Clay's waterfall enrichment queries data providers in sequence. It tries provider A first, and if it finds a valid match (like a verified work email), it stops and charges credits for that one lookup. If provider A doesn't have the data, it moves to provider B, then C, until it finds a match or exhausts the waterfall. This approach maximizes coverage across providers while minimizing wasted credits on duplicate lookups.
What is Claygent and what can it do for GTM teams?
Claygent is Clay's AI research agent. You write a prompt, and Claygent searches public web data to return an answer. GTM teams use it for tasks that structured databases can't handle: summarizing a company's product, finding a recent press release mention, identifying open job postings, or pulling a specific contact's LinkedIn URL. Claygent has processed over one billion research runs and works alongside structured waterfall enrichment to fill in the contextual data gaps.
How much does Clay cost per month?
Clay uses a credit-based pricing model. Each enrichment action (querying a provider, running a Claygent research prompt, bulk enrichment) consumes credits at different rates depending on the provider and data type. Current tier pricing is published at clay.com. Enterprise teams running large volumes typically negotiate separate pricing. The per-lead cost varies significantly based on enrichment depth and the providers in your waterfall.
What data sources does Clay pull from for enrichment?
Clay connects to many data providers and lets you configure which ones run in your waterfall. The provider mix covers email, phone, firmographics, technographics, and intent signals. For European coverage, Clay has built-in partnerships with Lusha and Beauhurst for EMEA mobile data and UK/German company data. For TAM expansion and lookalike discovery, Clay integrates with Ocean.io. The exact set of available providers is listed in Clay's provider library.
Can I use Clay without a dedicated GTM engineer?

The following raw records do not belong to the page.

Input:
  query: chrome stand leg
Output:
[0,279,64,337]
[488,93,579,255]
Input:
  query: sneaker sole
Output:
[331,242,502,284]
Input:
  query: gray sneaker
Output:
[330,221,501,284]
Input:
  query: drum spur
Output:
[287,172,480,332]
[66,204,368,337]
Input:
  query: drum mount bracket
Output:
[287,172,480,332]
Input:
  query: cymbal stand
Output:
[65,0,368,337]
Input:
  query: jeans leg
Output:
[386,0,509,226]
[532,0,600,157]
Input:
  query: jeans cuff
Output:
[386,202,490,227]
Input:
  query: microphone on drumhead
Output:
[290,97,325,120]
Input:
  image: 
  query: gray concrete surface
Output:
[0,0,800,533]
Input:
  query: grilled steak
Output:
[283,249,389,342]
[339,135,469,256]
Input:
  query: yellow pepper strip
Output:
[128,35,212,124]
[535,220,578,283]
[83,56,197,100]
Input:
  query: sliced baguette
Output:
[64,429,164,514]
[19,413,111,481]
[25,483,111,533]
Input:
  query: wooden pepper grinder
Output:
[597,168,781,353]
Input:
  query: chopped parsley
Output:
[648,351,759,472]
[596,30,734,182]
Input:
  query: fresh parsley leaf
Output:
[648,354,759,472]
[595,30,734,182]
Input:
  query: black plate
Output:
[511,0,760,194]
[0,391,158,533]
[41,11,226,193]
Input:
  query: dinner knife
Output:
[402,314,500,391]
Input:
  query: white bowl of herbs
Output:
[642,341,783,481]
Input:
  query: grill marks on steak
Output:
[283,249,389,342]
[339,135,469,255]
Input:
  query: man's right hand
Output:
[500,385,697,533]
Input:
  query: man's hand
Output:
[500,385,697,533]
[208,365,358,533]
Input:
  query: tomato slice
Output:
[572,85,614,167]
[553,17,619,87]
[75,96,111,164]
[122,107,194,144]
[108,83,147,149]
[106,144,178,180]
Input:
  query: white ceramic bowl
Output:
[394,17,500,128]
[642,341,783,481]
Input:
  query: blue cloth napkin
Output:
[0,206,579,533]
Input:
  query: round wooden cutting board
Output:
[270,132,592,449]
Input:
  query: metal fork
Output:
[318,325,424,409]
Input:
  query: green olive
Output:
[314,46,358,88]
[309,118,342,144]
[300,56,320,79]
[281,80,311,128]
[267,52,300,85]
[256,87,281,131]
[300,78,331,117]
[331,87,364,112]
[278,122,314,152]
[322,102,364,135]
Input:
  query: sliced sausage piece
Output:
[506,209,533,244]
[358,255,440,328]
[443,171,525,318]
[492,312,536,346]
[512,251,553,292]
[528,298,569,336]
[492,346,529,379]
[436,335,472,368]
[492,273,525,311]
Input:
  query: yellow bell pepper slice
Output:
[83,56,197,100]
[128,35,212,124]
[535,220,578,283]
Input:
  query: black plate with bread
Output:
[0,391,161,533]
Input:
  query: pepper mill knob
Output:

You can use Clay without a GTM engineer, but the setup requires technical familiarity with waterfall logic, data routing, and enrichment configuration. Teams without that background often find the learning curve steep and struggle to get predictable results from the credit model. If you don't have GTM engineering capacity in-house, a managed option like Miniloop can handle the Clay workflow setup and ongoing operation for you, so you get the enrichment output without the setup overhead.